OK, time for some EtherTalk Phase 1 testing. The Kinetics Fastpath 4 has a ROM based routing program that activates whenever the unit is reset or the battery is removed. It only supports Phase 1 on the Ethernet side. The first thing it does when you turn on the Fastpath is spam the network with Phase 1 AARP probes. This information is handy for the 1 (turns Fastpath 4 off) 0 people running EtherTalk Phase 1 over WiFi.

-The Linux based DDWRT passes the test and modifies the OUI in the SNAP header per the IEEE documents.
-The buggy router does straight RFC1042 conversion BUT.... Phase 2 clients on WiFi still ignore the packets. Why? Because Phase 1 AARP packets use the Ethernet broadcast address of FF:FF:FF:FF:FF:FF as opposed to the AppleTalk multicast address.

 

[NJRoadfan]

So I decided to see what happens if you create a wireless bridge between a router that properly supports AARP and one that doesn't. The results were..... interesting, particularly for Phase 1 traffic.

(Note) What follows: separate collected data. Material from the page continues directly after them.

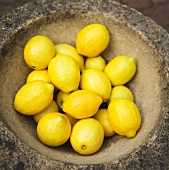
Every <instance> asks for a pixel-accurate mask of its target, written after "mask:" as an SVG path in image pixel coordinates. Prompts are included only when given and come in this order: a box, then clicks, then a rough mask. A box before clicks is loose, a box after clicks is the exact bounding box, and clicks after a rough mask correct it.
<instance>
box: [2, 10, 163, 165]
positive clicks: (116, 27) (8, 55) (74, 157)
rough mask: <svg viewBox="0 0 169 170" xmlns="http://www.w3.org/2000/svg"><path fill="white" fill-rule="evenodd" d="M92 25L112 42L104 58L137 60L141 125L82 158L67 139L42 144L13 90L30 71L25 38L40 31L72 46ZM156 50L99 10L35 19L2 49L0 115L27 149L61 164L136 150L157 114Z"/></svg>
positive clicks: (91, 163) (26, 26)
mask: <svg viewBox="0 0 169 170" xmlns="http://www.w3.org/2000/svg"><path fill="white" fill-rule="evenodd" d="M90 23H102V24H104V25H105V26H106V27H107V28H108V30H109V32H110V39H111V41H110V43H109V46H108V48H107V49H106V50H105V51H104V52H103V53H102V56H103V57H104V58H105V59H106V61H107V62H108V61H110V60H111V59H112V58H113V57H115V56H118V55H128V56H133V57H135V58H136V61H137V72H136V75H135V76H134V78H133V79H132V80H131V81H130V82H129V83H128V86H129V87H130V89H131V91H132V92H133V94H134V97H135V102H136V104H137V106H138V108H139V110H140V112H141V117H142V126H141V128H140V130H139V131H138V133H137V135H136V137H134V138H132V139H128V138H126V137H120V136H118V135H115V136H113V137H111V138H106V139H105V142H104V144H103V146H102V147H101V149H100V150H99V151H98V152H97V153H95V154H93V155H90V156H82V155H79V154H78V153H76V152H75V151H73V149H72V148H71V147H70V143H69V142H67V143H66V144H64V145H63V146H60V147H56V148H52V147H48V146H46V145H44V144H42V143H41V142H40V141H39V139H38V137H37V134H36V124H35V122H34V121H33V119H32V117H29V116H24V115H21V114H20V113H17V112H16V111H15V109H14V107H13V101H14V97H15V94H16V92H17V91H18V90H19V88H20V87H21V86H22V85H23V84H25V81H26V77H27V75H28V74H29V72H30V71H31V69H30V68H29V67H28V66H27V65H26V64H25V62H24V59H23V49H24V46H25V44H26V43H27V42H28V40H29V39H30V38H31V37H33V36H35V35H38V34H41V35H46V36H48V37H49V38H50V39H51V40H52V41H53V42H54V43H55V44H57V43H67V44H71V45H73V46H75V41H76V36H77V33H78V32H79V31H80V29H81V28H82V27H84V26H86V25H88V24H90ZM158 55H159V54H158V53H156V52H155V51H154V49H152V48H151V47H150V46H149V44H148V43H147V42H146V41H145V40H144V39H143V38H142V37H141V35H139V34H138V33H137V32H136V31H134V30H132V29H131V28H129V27H127V26H126V25H125V24H124V23H120V22H118V21H116V20H114V19H113V18H111V16H108V15H107V16H102V15H101V14H98V13H90V15H88V14H87V13H81V14H79V13H77V14H75V13H74V14H72V13H62V12H57V14H56V13H54V14H53V15H50V16H46V17H43V18H39V19H37V21H36V22H32V23H31V24H28V25H27V26H25V27H24V28H22V29H21V30H19V31H18V32H17V33H15V34H14V35H13V38H12V40H11V41H8V42H7V43H6V45H5V46H4V48H3V50H2V58H0V63H3V65H1V67H0V71H1V83H0V85H1V87H2V90H1V97H2V98H3V101H5V103H1V105H2V107H1V113H2V118H3V120H4V121H5V123H6V124H7V126H8V127H9V128H10V129H11V131H12V132H14V134H16V136H18V138H19V139H21V141H23V142H24V143H26V144H27V145H28V146H30V147H31V148H33V149H35V150H37V151H38V152H39V153H41V154H43V155H46V156H47V157H49V158H51V159H54V160H59V161H62V162H69V163H76V164H94V163H96V164H101V163H106V162H115V161H116V160H117V159H120V158H121V157H123V156H125V155H127V154H130V153H131V152H132V151H133V150H135V149H137V148H139V146H141V145H142V144H143V143H144V142H145V141H146V139H147V138H148V136H149V135H150V134H151V133H152V131H153V129H154V128H155V126H156V124H157V121H158V120H159V117H160V110H161V109H162V105H161V102H160V100H161V95H162V94H161V88H162V87H161V86H160V82H161V77H160V70H161V69H162V68H161V67H162V66H161V64H160V60H159V56H158Z"/></svg>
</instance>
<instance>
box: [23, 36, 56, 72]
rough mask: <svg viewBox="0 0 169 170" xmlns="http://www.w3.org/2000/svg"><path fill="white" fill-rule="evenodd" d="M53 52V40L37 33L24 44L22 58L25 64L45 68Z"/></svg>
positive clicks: (28, 65)
mask: <svg viewBox="0 0 169 170" xmlns="http://www.w3.org/2000/svg"><path fill="white" fill-rule="evenodd" d="M55 53H56V51H55V45H54V44H53V42H52V41H51V40H50V39H49V38H48V37H46V36H43V35H37V36H34V37H33V38H31V39H30V40H29V41H28V43H27V44H26V46H25V48H24V59H25V62H26V63H27V65H28V66H29V67H31V68H33V69H37V70H39V69H45V68H47V66H48V64H49V62H50V60H51V59H52V58H53V57H54V56H55Z"/></svg>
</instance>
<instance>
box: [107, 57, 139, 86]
mask: <svg viewBox="0 0 169 170" xmlns="http://www.w3.org/2000/svg"><path fill="white" fill-rule="evenodd" d="M104 72H105V74H106V75H107V76H108V78H109V79H110V81H111V83H112V85H113V86H118V85H124V84H126V83H127V82H128V81H130V80H131V79H132V77H133V76H134V74H135V73H136V59H135V58H134V57H128V56H117V57H115V58H114V59H112V60H111V61H110V62H109V63H108V64H107V65H106V67H105V70H104Z"/></svg>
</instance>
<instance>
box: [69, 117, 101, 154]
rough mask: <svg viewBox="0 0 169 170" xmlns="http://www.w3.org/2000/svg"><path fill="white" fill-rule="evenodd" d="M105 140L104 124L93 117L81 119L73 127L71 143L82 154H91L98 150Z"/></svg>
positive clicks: (70, 138) (71, 144) (71, 138)
mask: <svg viewBox="0 0 169 170" xmlns="http://www.w3.org/2000/svg"><path fill="white" fill-rule="evenodd" d="M103 140H104V130H103V127H102V125H101V124H100V123H99V122H98V121H97V120H95V119H93V118H87V119H82V120H79V121H78V122H77V123H76V124H75V125H74V126H73V129H72V134H71V136H70V143H71V145H72V147H73V149H74V150H75V151H76V152H78V153H80V154H82V155H90V154H93V153H95V152H97V151H98V150H99V149H100V147H101V146H102V143H103Z"/></svg>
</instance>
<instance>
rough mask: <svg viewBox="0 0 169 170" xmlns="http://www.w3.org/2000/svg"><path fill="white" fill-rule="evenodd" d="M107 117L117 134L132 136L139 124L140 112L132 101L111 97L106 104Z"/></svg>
mask: <svg viewBox="0 0 169 170" xmlns="http://www.w3.org/2000/svg"><path fill="white" fill-rule="evenodd" d="M108 119H109V121H110V124H111V126H112V128H113V129H114V131H115V132H116V133H117V134H119V135H124V136H127V137H128V138H131V137H134V136H135V135H136V132H137V130H138V129H139V128H140V126H141V116H140V112H139V110H138V108H137V106H136V104H135V103H134V102H132V101H131V100H127V99H113V100H112V101H111V103H110V104H109V106H108Z"/></svg>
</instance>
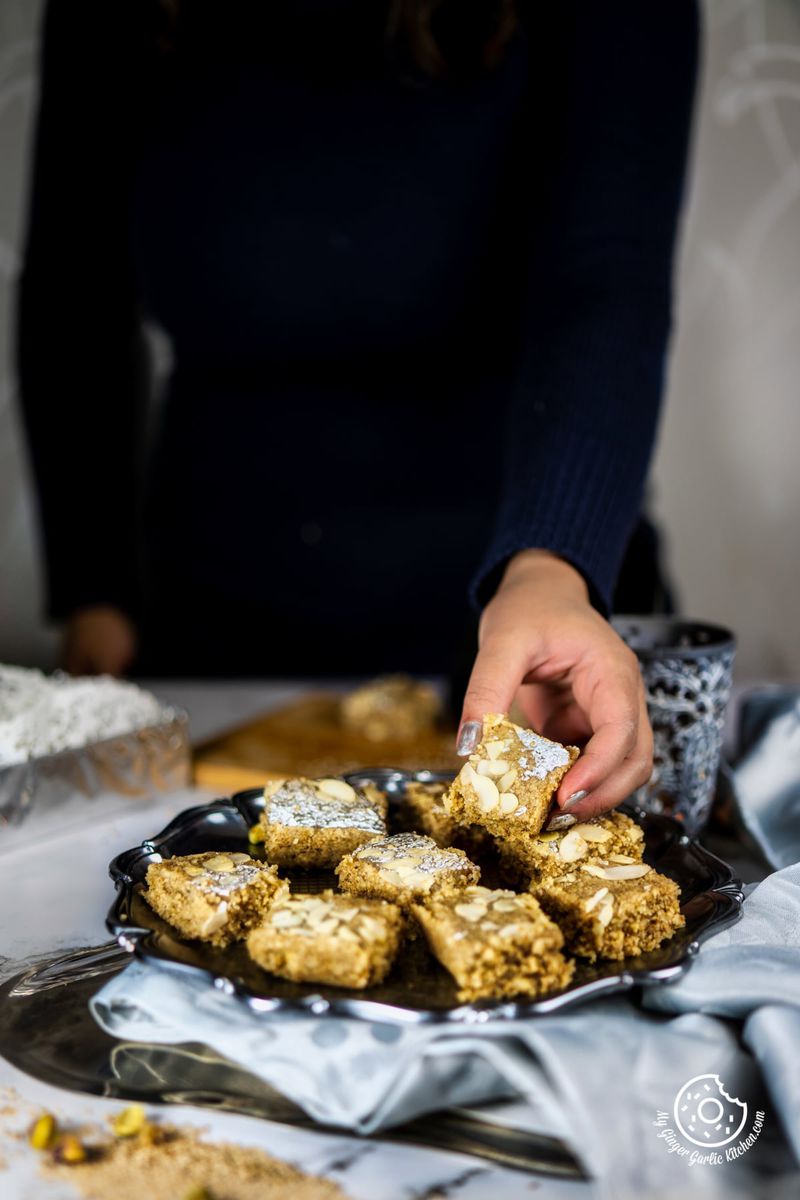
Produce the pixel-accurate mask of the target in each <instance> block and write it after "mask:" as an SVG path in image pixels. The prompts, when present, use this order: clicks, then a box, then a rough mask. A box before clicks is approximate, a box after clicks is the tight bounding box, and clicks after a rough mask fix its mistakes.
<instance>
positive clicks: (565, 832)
mask: <svg viewBox="0 0 800 1200" xmlns="http://www.w3.org/2000/svg"><path fill="white" fill-rule="evenodd" d="M498 850H499V853H500V860H501V863H503V865H504V866H505V868H506V869H507V870H509V871H510V875H511V877H512V878H513V880H515V881H518V882H521V883H522V886H523V887H528V884H529V883H530V882H531V880H539V878H542V877H548V878H551V877H553V876H557V875H564V874H566V872H567V871H573V870H575V869H576V864H577V863H583V862H590V860H593V859H595V858H597V857H599V856H600V857H601V858H603V859H607V860H608V863H610V864H615V865H630V864H632V863H640V862H642V853H643V850H644V833H643V830H642V827H640V826H638V824H637V823H636V821H632V820H631V818H630V817H628V816H626V815H625V814H624V812H613V811H612V812H606V814H604V815H603V816H600V817H593V818H591V820H590V821H583V822H581V823H579V824H573V826H571V827H570V828H567V829H558V830H554V832H552V833H537V834H529V833H525V832H524V830H518V832H515V833H511V834H509V836H507V838H498Z"/></svg>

-AARP Phase 1 Packet going from broken access point to working access point: The broken access point converts the Ethernet II based Phase 1 packet to SNAP with an OUI of all 0x00. The working access point retains the header! So you land up with AARP Phase 1 packets with SNAP headers on Ethernet..... oops.

-AARP Phase 1 Packet going from working access point to broken access point: In this case, the working access point gives the Ethernet II based Phase 1 packet a SNAP header with an OUI of 0x00 0x00 0xF8 (As per BTEP). I never see the packet on the other side of the bridge since my broken router doesn't seem to forward these packets to Ethernet.